L’opinion publique est divisée sur la question. La plupart des Japonais, gardant notamment en mémoire l’horreur des bombes atomiques larguées par les Américains sur Hiroshima et Nagasaki en août 1945, chérissent l’esprit de pacifisme de la Constitution et ne veulent pas toucher à son article 9, d’après les sondages.

En 2015 des dizaines de milliers de Japonais avaient ainsi manifesté dans la rue, fait extrêmement rare dans le pays, pour protester contre l’adoption des lois autorisant les Forces d’autodéfense à intervenir à l’étranger.

Cependant, les milieux nationalistes japonais, dont Shinzo Abe est proche et dont l’influence est grandissante dans le pays, perçoivent l’article 9 comme une humiliante relique de la défaite impériale de 1945, et jugent qu’il est temps de l’amender pour l’adapter aux nouvelles réalités géopolitiques.

Selon un récent sondage du journal conservateur Yomiuri Shimbun, 35% des personnes interrogées étaient en faveur d’une modification de l’article 9, mais 42% étaient contre. Si l’attitude à adopter par le Japon face à la Corée du Nord a été un thème majeur de la campagne des dernières élections législatives, la plupart des électeurs ne considéraient pas une réforme constitutionnelle comme une priorité.

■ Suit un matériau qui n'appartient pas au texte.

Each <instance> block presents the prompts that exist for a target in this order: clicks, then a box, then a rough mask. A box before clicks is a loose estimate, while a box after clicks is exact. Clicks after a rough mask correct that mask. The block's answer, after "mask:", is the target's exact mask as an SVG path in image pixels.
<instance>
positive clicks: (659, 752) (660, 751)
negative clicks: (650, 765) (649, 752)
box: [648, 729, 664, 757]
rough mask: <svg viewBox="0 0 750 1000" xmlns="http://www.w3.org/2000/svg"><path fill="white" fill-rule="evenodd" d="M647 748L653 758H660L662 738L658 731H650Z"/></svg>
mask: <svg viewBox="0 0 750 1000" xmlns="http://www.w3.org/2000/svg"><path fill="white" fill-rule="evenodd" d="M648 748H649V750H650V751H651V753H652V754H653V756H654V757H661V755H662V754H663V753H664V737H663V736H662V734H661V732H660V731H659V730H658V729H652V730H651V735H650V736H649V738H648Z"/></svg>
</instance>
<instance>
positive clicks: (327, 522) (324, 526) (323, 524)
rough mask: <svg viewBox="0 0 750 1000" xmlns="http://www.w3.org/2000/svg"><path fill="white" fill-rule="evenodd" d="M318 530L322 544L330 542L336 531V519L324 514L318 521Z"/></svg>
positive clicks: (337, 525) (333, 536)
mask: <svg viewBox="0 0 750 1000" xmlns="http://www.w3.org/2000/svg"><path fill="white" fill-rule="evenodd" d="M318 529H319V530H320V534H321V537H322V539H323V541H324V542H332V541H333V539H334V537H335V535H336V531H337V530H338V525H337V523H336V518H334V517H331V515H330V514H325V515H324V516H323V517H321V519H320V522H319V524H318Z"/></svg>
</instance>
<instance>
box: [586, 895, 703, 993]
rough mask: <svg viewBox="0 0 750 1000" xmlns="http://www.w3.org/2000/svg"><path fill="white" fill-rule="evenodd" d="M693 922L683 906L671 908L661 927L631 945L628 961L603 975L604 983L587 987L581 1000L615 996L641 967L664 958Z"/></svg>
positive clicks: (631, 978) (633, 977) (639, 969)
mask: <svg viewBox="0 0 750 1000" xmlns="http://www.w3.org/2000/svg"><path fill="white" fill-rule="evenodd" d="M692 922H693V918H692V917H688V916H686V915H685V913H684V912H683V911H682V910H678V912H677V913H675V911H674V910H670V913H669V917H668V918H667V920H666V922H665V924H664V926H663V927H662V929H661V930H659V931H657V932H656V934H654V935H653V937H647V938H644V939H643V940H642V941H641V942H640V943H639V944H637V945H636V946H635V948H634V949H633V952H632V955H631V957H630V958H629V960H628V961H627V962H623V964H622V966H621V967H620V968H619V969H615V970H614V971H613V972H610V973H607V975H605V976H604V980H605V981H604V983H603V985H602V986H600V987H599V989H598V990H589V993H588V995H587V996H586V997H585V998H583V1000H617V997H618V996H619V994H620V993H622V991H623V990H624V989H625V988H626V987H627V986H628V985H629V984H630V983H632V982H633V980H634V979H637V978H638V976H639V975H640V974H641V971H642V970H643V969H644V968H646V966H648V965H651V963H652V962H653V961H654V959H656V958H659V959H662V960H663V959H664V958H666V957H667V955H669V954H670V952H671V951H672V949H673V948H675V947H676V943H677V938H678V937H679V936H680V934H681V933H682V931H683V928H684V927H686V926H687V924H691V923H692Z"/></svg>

Comment réviser la Constitution ?

Un projet d’amendement constitutionnel doit obtenir une majorité des deux tiers dans les deux chambres du Parlement, ce dont dispose la coalition au pouvoir de M. Abe. Mais cela ne suffit pas: pour être définitivement adopté, un changement constitutionnel doit être voté par référendum, ce qui s’annonce autrement plus difficile.

Par ailleurs, les partisans d’une révision constitutionnelle sont eux-mêmes divisés sur les changements à y apporter.

Conscient des difficultés, M. Abe ne s’est pas montré pressé d’avancer sur cet épineux dossier dimanche soir, désireux de dégager un consensus le plus large possible, au-delà de sa coalition gouvernementale: “Nous essayerons d’avoir le soutien du plus grand nombre possible”, a-t-il déclaré.